“見到你們相安無事,我才放心了。”姜宴讓宮人們把這閣樓六角的門全部拉開了,才將宮人全部打發了出去。
魏如意看他坦坦蕩蕩,也微微鬆了口氣。
“多謝皇上關心,這一路能平安無事,也多虧老天爺保佑。”魏如意得體道。
“跟我說話,也要這樣疏遠嗎?”姜宴眼底划過一絲受傷,說完,只指著一旁的座位:“坐下吧,我可是與你一起翻過屋頂拿麻袋把皇子套頭打過的人,你的性格我還不了解麼,這樣拘謹著,你難受,我也難受。”
姜宴笑著說罷,便先坐了下來。
魏如意雖然不知道姜宴的真正目的,但看他如此,倒也放鬆了些跟著坐了下來。
魏如意看著他的神色,雖然含著笑,可渾身總好似籠罩著一股若有似無的孤寂,淺淺笑道:“現在北燕事事安定,皇上可以不必那麼操心,得空了,也該好好歇歇。”

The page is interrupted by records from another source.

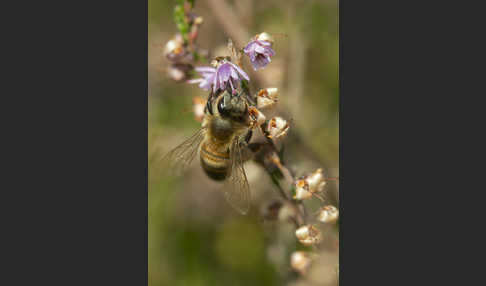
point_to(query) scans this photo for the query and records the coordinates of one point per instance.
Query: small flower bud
(302, 190)
(198, 105)
(174, 48)
(308, 235)
(306, 186)
(277, 127)
(300, 261)
(256, 117)
(267, 98)
(328, 214)
(265, 37)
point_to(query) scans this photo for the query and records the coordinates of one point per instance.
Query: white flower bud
(265, 37)
(267, 98)
(300, 261)
(256, 117)
(302, 190)
(174, 47)
(316, 181)
(308, 235)
(306, 186)
(277, 127)
(328, 214)
(198, 105)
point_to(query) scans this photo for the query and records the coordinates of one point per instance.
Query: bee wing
(179, 159)
(236, 189)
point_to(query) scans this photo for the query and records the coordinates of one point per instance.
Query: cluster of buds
(328, 214)
(307, 186)
(181, 50)
(308, 235)
(267, 98)
(300, 261)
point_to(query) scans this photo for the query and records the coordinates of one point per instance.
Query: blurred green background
(195, 238)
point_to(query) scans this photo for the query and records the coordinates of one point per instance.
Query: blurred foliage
(194, 237)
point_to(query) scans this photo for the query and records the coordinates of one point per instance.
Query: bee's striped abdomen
(214, 163)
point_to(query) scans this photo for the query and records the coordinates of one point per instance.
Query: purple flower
(260, 53)
(226, 74)
(207, 79)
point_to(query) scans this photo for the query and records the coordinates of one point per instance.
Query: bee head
(232, 106)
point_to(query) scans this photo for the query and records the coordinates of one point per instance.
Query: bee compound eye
(222, 108)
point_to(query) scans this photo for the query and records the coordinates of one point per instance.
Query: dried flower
(328, 214)
(174, 49)
(256, 117)
(277, 127)
(300, 261)
(267, 98)
(198, 105)
(260, 50)
(306, 186)
(308, 235)
(225, 75)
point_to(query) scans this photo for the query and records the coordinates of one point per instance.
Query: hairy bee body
(225, 126)
(222, 130)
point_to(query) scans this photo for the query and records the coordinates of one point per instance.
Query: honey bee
(226, 125)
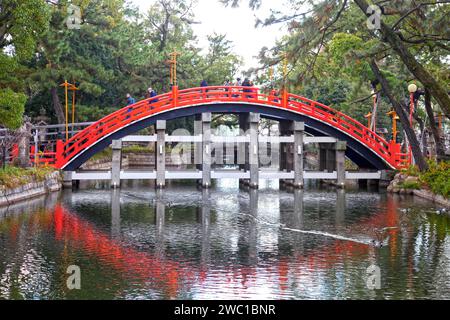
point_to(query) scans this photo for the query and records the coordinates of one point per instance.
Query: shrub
(12, 177)
(411, 171)
(411, 185)
(437, 177)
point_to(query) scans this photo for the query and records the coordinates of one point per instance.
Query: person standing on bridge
(130, 100)
(238, 83)
(247, 83)
(151, 93)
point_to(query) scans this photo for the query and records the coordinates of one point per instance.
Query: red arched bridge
(364, 147)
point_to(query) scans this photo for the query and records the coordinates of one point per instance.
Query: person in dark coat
(247, 83)
(130, 100)
(151, 93)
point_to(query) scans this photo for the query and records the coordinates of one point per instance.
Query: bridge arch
(365, 148)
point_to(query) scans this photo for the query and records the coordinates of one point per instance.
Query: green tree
(21, 24)
(11, 108)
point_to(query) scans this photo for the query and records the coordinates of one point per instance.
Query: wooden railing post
(285, 98)
(59, 156)
(174, 96)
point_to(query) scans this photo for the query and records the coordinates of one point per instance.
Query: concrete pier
(206, 161)
(161, 154)
(116, 164)
(253, 152)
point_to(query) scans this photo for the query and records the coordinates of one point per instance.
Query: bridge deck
(221, 174)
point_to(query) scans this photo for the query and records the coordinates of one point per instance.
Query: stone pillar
(67, 180)
(160, 216)
(116, 165)
(299, 129)
(286, 159)
(206, 163)
(327, 157)
(340, 207)
(115, 213)
(254, 150)
(386, 177)
(206, 230)
(242, 148)
(198, 153)
(341, 146)
(161, 154)
(253, 229)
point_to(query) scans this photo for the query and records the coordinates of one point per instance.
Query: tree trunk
(436, 90)
(413, 142)
(440, 150)
(57, 106)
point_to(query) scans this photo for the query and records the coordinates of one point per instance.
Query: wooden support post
(198, 152)
(115, 214)
(242, 148)
(299, 129)
(116, 165)
(67, 180)
(341, 147)
(161, 154)
(206, 161)
(254, 150)
(286, 155)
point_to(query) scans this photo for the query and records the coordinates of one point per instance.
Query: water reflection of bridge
(256, 242)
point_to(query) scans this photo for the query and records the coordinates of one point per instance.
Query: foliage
(437, 177)
(22, 23)
(119, 50)
(410, 185)
(11, 108)
(12, 177)
(411, 171)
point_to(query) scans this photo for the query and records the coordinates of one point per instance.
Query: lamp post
(412, 88)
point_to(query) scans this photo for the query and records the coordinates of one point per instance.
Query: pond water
(224, 243)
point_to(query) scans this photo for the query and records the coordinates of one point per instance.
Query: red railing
(65, 152)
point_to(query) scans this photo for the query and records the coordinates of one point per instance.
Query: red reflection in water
(168, 275)
(144, 266)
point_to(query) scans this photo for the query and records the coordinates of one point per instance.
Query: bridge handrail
(200, 95)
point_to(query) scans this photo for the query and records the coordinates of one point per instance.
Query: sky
(237, 23)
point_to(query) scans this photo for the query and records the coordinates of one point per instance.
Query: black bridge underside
(360, 154)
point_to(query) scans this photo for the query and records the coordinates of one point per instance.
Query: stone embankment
(51, 183)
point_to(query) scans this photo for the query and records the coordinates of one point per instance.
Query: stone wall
(52, 183)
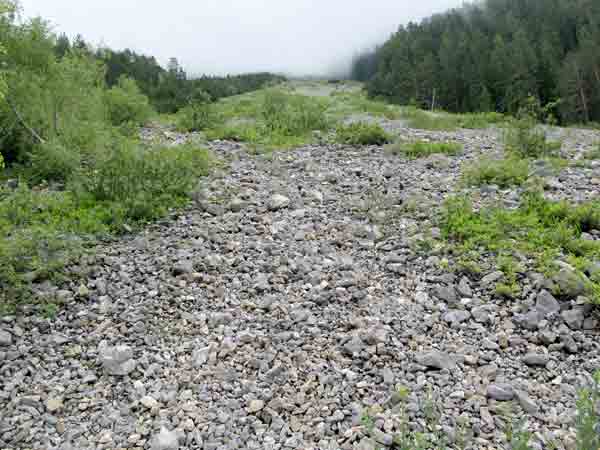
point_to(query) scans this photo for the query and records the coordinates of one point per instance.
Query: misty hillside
(249, 262)
(492, 55)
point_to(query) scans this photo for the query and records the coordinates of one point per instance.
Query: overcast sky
(300, 37)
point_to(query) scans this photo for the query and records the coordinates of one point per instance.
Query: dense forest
(493, 55)
(63, 97)
(168, 89)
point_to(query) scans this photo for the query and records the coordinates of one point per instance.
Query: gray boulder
(117, 360)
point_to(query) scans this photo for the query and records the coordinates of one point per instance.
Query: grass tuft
(540, 229)
(362, 133)
(501, 172)
(423, 149)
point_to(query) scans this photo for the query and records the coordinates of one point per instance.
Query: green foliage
(126, 104)
(587, 419)
(42, 229)
(501, 172)
(292, 115)
(145, 182)
(524, 139)
(429, 121)
(493, 56)
(53, 161)
(269, 119)
(362, 133)
(443, 121)
(423, 149)
(594, 153)
(540, 229)
(197, 117)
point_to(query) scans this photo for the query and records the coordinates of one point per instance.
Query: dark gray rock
(501, 392)
(536, 359)
(117, 360)
(529, 321)
(574, 318)
(435, 360)
(446, 294)
(456, 316)
(278, 202)
(546, 305)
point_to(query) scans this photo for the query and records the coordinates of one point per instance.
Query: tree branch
(23, 123)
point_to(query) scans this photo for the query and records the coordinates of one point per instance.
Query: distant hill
(492, 56)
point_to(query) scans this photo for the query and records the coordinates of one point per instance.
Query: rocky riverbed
(289, 306)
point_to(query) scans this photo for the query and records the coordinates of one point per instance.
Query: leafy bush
(501, 172)
(52, 161)
(594, 153)
(525, 140)
(126, 104)
(146, 181)
(477, 121)
(587, 418)
(42, 229)
(422, 149)
(292, 115)
(541, 229)
(362, 133)
(443, 121)
(197, 117)
(424, 120)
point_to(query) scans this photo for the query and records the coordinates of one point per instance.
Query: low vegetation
(362, 133)
(464, 60)
(593, 154)
(423, 149)
(501, 172)
(71, 146)
(43, 228)
(433, 436)
(540, 229)
(525, 140)
(271, 119)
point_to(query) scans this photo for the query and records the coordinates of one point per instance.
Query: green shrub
(52, 161)
(126, 104)
(480, 120)
(525, 140)
(594, 153)
(197, 117)
(425, 120)
(40, 230)
(292, 115)
(146, 181)
(540, 229)
(423, 149)
(587, 418)
(362, 133)
(502, 172)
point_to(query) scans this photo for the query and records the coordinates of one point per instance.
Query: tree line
(494, 55)
(62, 100)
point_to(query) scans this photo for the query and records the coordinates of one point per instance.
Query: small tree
(126, 104)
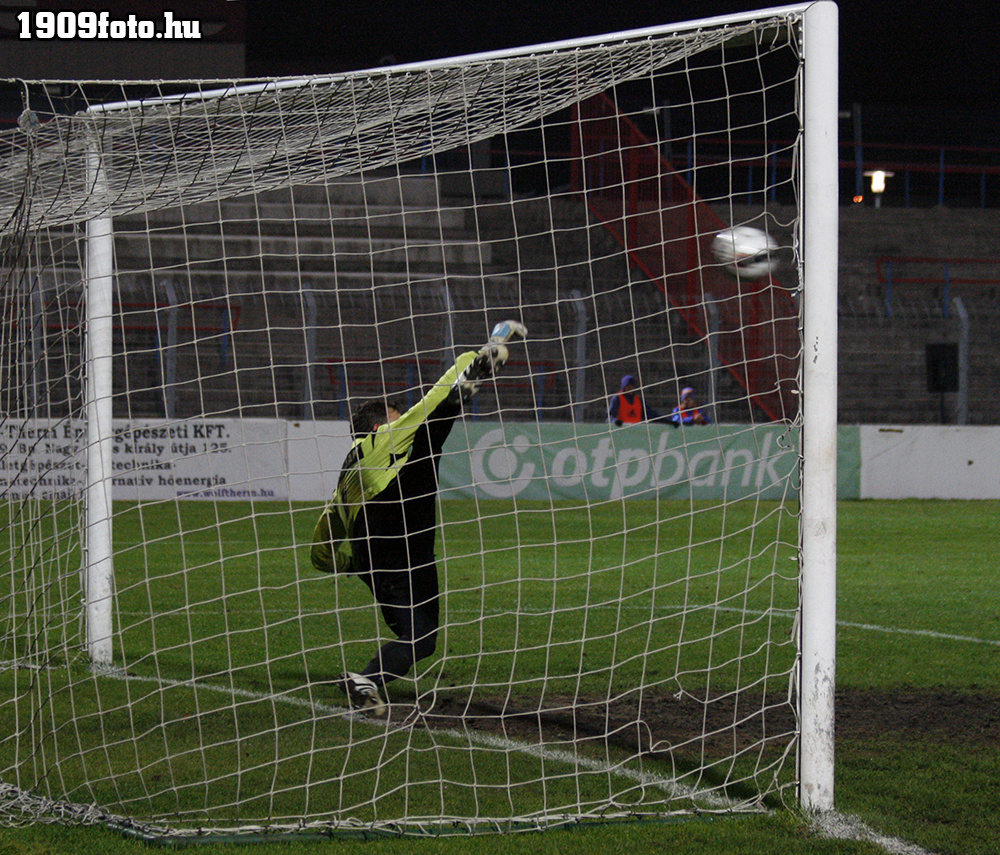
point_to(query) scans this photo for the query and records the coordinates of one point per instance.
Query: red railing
(667, 231)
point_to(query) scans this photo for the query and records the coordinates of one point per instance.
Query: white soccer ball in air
(746, 252)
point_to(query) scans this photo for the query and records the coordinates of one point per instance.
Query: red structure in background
(667, 231)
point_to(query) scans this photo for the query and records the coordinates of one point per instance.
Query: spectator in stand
(628, 408)
(687, 412)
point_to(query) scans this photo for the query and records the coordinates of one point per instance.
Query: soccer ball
(745, 252)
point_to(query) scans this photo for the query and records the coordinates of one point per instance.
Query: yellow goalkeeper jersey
(375, 459)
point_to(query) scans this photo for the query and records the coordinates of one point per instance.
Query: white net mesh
(616, 621)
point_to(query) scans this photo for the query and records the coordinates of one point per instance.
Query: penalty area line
(673, 788)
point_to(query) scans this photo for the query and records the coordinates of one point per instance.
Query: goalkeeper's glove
(491, 358)
(507, 331)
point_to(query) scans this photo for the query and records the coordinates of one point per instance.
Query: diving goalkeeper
(382, 522)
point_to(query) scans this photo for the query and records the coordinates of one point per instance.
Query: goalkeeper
(381, 524)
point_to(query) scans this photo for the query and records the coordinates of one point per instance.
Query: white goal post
(201, 280)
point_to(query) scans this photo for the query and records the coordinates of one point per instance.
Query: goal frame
(818, 271)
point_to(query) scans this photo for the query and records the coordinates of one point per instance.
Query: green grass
(917, 603)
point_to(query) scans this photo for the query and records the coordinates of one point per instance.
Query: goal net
(200, 283)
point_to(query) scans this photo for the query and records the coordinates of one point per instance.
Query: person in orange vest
(687, 412)
(628, 408)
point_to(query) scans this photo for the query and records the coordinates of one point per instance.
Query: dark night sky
(912, 53)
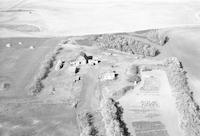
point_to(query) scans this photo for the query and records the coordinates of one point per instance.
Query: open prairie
(99, 68)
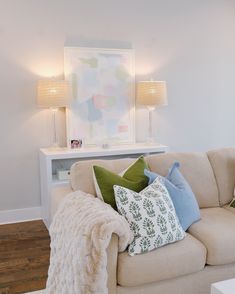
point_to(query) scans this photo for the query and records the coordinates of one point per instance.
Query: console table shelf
(63, 158)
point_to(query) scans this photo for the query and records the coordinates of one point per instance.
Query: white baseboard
(20, 215)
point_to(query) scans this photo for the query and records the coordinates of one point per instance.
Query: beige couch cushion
(229, 208)
(196, 169)
(216, 231)
(177, 259)
(82, 173)
(223, 163)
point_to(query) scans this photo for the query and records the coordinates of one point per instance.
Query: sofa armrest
(112, 254)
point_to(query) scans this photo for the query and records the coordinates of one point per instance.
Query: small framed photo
(76, 144)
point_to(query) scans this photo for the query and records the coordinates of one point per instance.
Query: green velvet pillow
(132, 178)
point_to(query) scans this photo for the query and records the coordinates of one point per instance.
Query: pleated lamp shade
(152, 93)
(53, 93)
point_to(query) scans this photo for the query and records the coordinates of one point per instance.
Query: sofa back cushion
(196, 169)
(82, 172)
(223, 163)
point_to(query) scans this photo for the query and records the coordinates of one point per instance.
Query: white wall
(188, 43)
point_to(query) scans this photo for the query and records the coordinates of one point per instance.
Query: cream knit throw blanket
(80, 234)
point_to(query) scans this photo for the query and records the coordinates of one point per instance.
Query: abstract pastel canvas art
(103, 95)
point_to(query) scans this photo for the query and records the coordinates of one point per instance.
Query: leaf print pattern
(135, 228)
(148, 225)
(122, 195)
(149, 207)
(144, 244)
(158, 242)
(151, 216)
(135, 211)
(161, 221)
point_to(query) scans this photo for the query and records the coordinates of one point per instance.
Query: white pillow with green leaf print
(151, 215)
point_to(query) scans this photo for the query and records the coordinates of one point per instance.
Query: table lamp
(53, 94)
(151, 94)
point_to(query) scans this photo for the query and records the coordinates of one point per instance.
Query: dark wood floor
(24, 257)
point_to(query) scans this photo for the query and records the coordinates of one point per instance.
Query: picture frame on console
(102, 110)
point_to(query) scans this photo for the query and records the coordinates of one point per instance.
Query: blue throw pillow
(182, 196)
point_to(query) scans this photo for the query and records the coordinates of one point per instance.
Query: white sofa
(205, 256)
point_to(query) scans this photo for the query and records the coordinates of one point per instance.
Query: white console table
(63, 158)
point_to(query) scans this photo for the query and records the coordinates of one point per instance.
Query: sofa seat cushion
(229, 208)
(177, 259)
(216, 231)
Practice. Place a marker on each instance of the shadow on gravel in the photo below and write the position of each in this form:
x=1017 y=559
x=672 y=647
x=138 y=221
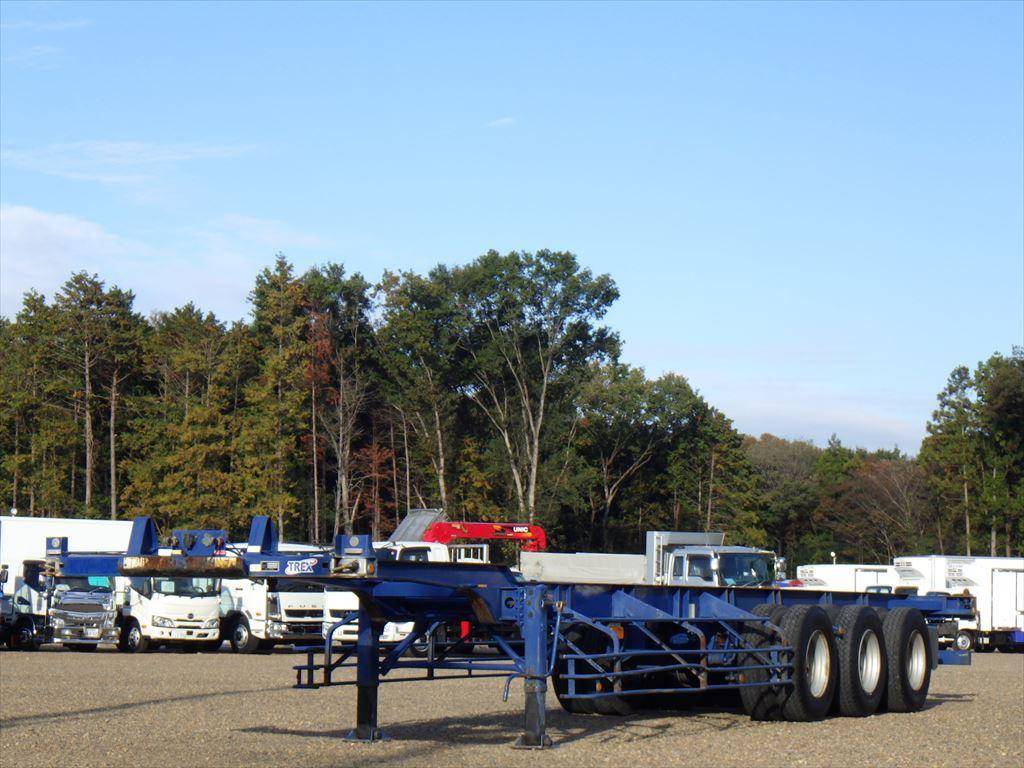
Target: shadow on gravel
x=937 y=699
x=45 y=716
x=503 y=727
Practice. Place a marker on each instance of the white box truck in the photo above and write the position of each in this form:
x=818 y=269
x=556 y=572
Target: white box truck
x=83 y=611
x=677 y=558
x=847 y=578
x=259 y=614
x=995 y=583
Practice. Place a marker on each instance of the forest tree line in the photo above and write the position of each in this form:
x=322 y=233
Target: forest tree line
x=493 y=390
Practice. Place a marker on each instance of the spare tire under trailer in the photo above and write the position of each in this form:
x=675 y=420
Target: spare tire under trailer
x=853 y=660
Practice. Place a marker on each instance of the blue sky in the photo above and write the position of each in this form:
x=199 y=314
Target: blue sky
x=812 y=211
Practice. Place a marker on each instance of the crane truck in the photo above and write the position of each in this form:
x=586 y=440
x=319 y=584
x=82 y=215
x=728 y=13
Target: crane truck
x=437 y=540
x=605 y=648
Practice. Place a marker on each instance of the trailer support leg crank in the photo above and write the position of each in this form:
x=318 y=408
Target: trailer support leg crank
x=535 y=633
x=367 y=680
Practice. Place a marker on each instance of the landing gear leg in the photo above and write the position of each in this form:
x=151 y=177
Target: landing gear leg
x=535 y=630
x=367 y=680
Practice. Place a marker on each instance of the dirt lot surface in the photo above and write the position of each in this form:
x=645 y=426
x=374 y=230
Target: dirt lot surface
x=105 y=709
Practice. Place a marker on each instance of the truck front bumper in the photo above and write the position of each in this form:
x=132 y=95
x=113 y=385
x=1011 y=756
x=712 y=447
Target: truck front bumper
x=294 y=631
x=182 y=634
x=71 y=634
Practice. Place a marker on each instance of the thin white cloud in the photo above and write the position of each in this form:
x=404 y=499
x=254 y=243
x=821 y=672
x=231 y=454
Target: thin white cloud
x=54 y=26
x=214 y=265
x=264 y=233
x=114 y=163
x=35 y=57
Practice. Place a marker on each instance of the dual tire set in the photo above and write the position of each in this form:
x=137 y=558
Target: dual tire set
x=853 y=662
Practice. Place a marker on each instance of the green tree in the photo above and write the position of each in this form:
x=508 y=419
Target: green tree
x=528 y=336
x=270 y=455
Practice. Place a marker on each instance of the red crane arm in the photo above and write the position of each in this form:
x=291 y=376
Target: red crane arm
x=532 y=537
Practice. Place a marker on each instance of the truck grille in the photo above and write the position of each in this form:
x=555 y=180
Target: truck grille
x=82 y=607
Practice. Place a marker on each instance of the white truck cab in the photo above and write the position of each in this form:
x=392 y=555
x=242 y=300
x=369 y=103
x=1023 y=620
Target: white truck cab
x=258 y=614
x=677 y=558
x=995 y=583
x=182 y=611
x=86 y=613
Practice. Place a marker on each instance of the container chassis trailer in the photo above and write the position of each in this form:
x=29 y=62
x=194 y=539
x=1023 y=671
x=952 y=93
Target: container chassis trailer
x=607 y=649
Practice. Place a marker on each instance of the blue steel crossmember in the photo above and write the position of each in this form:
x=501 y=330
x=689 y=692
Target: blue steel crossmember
x=602 y=646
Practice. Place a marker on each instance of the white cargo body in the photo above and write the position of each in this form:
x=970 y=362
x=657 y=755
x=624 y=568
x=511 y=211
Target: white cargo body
x=25 y=539
x=848 y=578
x=84 y=613
x=583 y=567
x=677 y=558
x=137 y=613
x=995 y=583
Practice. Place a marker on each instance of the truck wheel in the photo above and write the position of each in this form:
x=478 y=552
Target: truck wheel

“嗯。”姜宴應下,轉頭笑看著她:“得空了,你跟小衍也多進宮來走走,我一個人也不會那樣無聊。”
“皇上後宮佳麗三千,也會無聊麼?”魏如意問他。
姜宴眼眸微動,笑她:“許你美男三千,拿走樓衍一個,你會不會覺得寂寞?”
魏如意喉嚨一哏,難道姜宴今日特意叫她來的目的,是為了……
“如意。”姜宴看她的目光,便已經知道她肯定猜到了,也不再兜圈子:“她還好嗎?”
魏如意也沉默起來,該怎麼回答?不管說好不好,那就是明確承認了言袖姐姐如今不僅活著,還要忘了他開始新的生活,若是這樣子,姜宴能接受嗎,會不會想方設法把言袖姐姐找回來?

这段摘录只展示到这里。